По всей видимости, новое качество постправды заключается в том, что это ложь, будто бы случайно вводящая в заблуждение, но полностью конструирующая новую действительность. Это уже не ложь, служащая безотлагательным целям, достижение которых возвращает к подлинной действительности. Картина мира, данная в постправде, не минует нас и не дает себя опровергнуть, ибо раз поверив в ложь, мы убегаем от познавательного диссонанса. Мы можем, следовательно, понимать постправду в значении организованной лжи, которая, по мнению Ханны Арендт, специфична для тоталитарных систем83. Теперь она появляется как инструмент политического маркетинга, и это происходит в равной мере как в системах, которые мы признаем системами консолидированной демократии, так и в тех, которые – как нам кажется – всего лишь намереваются пойти этой дорогой. Можно и так рассудить, что растущее пустозвонство в культуре Запада и сопутствующая ей постправда являются не только эффектом усталости бытия, ибо постправда отмечается как в странах, где демократия функционирует 200 лет, так и в странах, возраст демократии в которых не свыше 20 лет. Мы придерживаемся мнения о том, что постправда родственна, прежде всего, новым средствам коммуникации, в последние годы демонстрирующим свою силу творения картин действительности. Практика общественных медиумов показывает, что приспособленная к ним информация начинает жить собственной жизнью, творит / возбуждает долгий ряд комментариев по ее поводу, комментариев к комментариям и т. д. Потом уже трудно найти непосредственный источник – самого первого отправителя, ответственного за содержание сообщения. Такая безответственность, а также призрачная анонимность, порождает у пользователя сети уверенность в том, что можно создавать альтернативные картины мира, даже такие, которые имеют мало общего с действительностью или совсем с ней не связаны.

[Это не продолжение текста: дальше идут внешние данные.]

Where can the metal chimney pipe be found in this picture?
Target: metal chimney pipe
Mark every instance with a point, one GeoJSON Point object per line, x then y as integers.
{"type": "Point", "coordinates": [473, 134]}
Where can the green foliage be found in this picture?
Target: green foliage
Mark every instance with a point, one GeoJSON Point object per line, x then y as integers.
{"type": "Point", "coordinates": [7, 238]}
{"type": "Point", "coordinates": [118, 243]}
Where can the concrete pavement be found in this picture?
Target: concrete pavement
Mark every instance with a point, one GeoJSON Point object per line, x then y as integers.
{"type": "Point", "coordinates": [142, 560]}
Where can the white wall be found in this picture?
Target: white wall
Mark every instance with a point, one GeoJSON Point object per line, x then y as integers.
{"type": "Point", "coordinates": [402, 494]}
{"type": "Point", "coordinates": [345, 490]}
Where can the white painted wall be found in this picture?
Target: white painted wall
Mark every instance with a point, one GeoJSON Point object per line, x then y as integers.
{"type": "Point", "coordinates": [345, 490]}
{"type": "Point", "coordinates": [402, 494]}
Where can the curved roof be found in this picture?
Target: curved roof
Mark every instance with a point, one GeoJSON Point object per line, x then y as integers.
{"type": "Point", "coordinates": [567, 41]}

Рассматривая затронутые вопросы через призму эмпирических исследований, отметим, что большинство (58%) опрошенных нами студентов выразило уверенность в заинтересованности политиков в таком использовании Интернета, при котором происходит поляризация политических взглядов общества. Самый высокий уровень убежденности в таком намерении политиков фиксируют студенты политологии (70%), а самый низкий – студенты журналистики (52%).
Если говорить об оценке верности распространяемой информации о России, то 41% опрошенных молодых людей посчитали, что она не объективна, и только 2% оценили ее как достоверную; «скорее объективной» назвали 29% анкетируемых. Ниже других объективность этой информации оценили студенты отделений безопасности и международных отношений – по 44% опрошенных назвали ее необъективной. В то же время только 16% студентов политологии сочли сообщения Интернет-СМИ о России недостоверными. При этом исследователи попросили студентов оценить объективность медиумов. Оценки распределились следующим образом: объективность медиумов на уровне 100% отметили 3% всей совокупности опрошенных, главенствовала оценка на уровне 50% объективности – так заявили 45% студентов; наивысшую объективность на уровне 100% указывали 9% студентов политологии и 1% – студенты журналистики.
Влияние медийных сообщений на представление молодежи о России ведет к тому, что решительное большинство (56%) опрошенных негативно оценило их в той части, что касается картин России как государства и его граждан. С таким мнением соглашаются 59% студентов политологии, а также 55% студентов журналистики. Изображение России как отрицательное оценили 31% совокупности опрошенных, о недостаточной информации о ней заявили 41% студентов. Влияние изображения России в медиумах на свою оценку показали 47% совокупности опрошенных (студенты политологии – 36%, 58% – студенты управления государством). В анкетах утверждается, что картина России в польском медийном пространстве имеет влияние на ее восприятие гражданами – 68%. В этом более всего убеждены студенты международных отношений – 74%, менее всего студенты политологии – 68%.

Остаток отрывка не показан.